Children have been making holiday wish lists and many parents have started toy shopping. On Monday morning, we discussed toy safety with Dr. Alicia Arnold, including some things to keep in mind while selecting toys for your kids.
Meghan Kulig: What kinds of toys have been responsible for accidental deaths in children in recent years?
Dr. Arnold: In 2012, 11 children were reported to have died due to toys according to the Consumer Product Safety Commission. The majority were accidents resulting from tricycles and non-motorized scooters. There were also reports of children suffocating or choking on toys. Thankfully, the number of children who actually died was low, but many more are seen in emergency departments for toy-related injuries. In 2012, around 192,000 children were treated due to toy-related injuries.

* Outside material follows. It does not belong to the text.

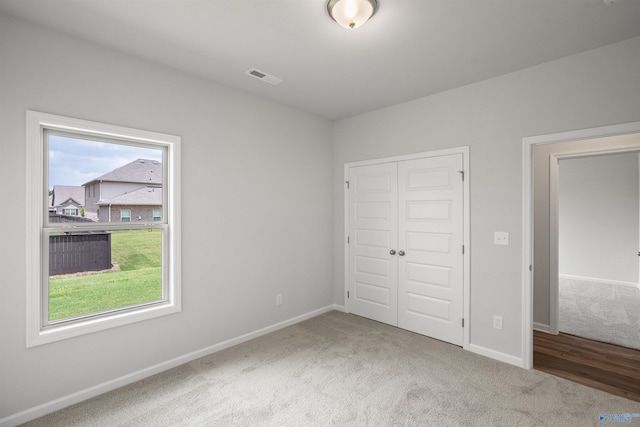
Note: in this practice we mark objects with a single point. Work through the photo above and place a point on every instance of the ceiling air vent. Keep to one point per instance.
(267, 78)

Meghan Kulig: How about toy recalls?
Dr. Arnold: The Consumer Product Safety Commission recalled 31 toys last year. The majority of toy recalls last year involved ingestion dangers, such as magnetic or chemical hazards. Register your toys with the product cards so you can be alerted if a toy is recalled. You can also check the website www.recalls.gov to search for recalls or to sign-up for emails about recalled products.
Meghan Kulig: What are a few toy safety issues parents should keep in mind for younger children?

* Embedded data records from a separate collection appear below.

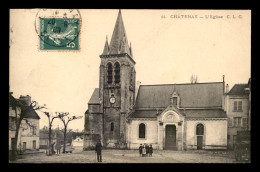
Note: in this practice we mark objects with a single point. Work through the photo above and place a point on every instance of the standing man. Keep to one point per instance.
(140, 149)
(151, 150)
(147, 149)
(98, 150)
(58, 147)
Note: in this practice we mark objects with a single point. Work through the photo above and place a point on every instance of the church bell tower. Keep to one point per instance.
(116, 85)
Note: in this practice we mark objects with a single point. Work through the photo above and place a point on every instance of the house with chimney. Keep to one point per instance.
(123, 114)
(238, 104)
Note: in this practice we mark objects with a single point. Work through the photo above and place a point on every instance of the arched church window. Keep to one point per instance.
(109, 73)
(112, 126)
(117, 72)
(142, 130)
(200, 129)
(131, 76)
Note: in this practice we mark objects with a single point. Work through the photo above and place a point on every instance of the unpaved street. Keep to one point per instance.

Dr. Arnold: An important point is to make use toys are age appropriate. A toy that is appropriate for an older child could pose a choking hazard for a younger child. Magnets and batteries can be especially dangerous if swallowed. Examine stuffed toys carefully to make sure there are no small parts that can be swallowed, like bead eyes, and make sure that they are adequately sewn so children don't have a chance to try to eat the stuffing contents.
Meghan Kulig: How about safety concerns for slightly older children?

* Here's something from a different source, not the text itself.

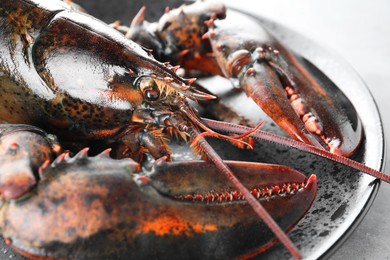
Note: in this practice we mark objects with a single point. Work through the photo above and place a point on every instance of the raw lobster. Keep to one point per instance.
(113, 93)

Dr. Arnold: Make sure kids have appropriate safety gear like helmets for ride-on toys. Be careful with toys that shoot things. If you choose to buy these, make sure you educate your children on how not to accidentally harm themselves or others. Also, while it is great to be able to get hand-me-down toys from friends or relatives, you want to make sure that these older toys meet current safety standards.
Meghan Kulig: How about objects that aren't toys, but still pose a risk of injury at holiday time?
Dr. Arnold: Some holiday plants like mistletoe and holly can be poisonous if eaten. Bubbling lights can also attract children with bright colors and effects, but the liquid may be harmful if a child breaks the light and drinks it. Deflated balloons can choke or suffocate children.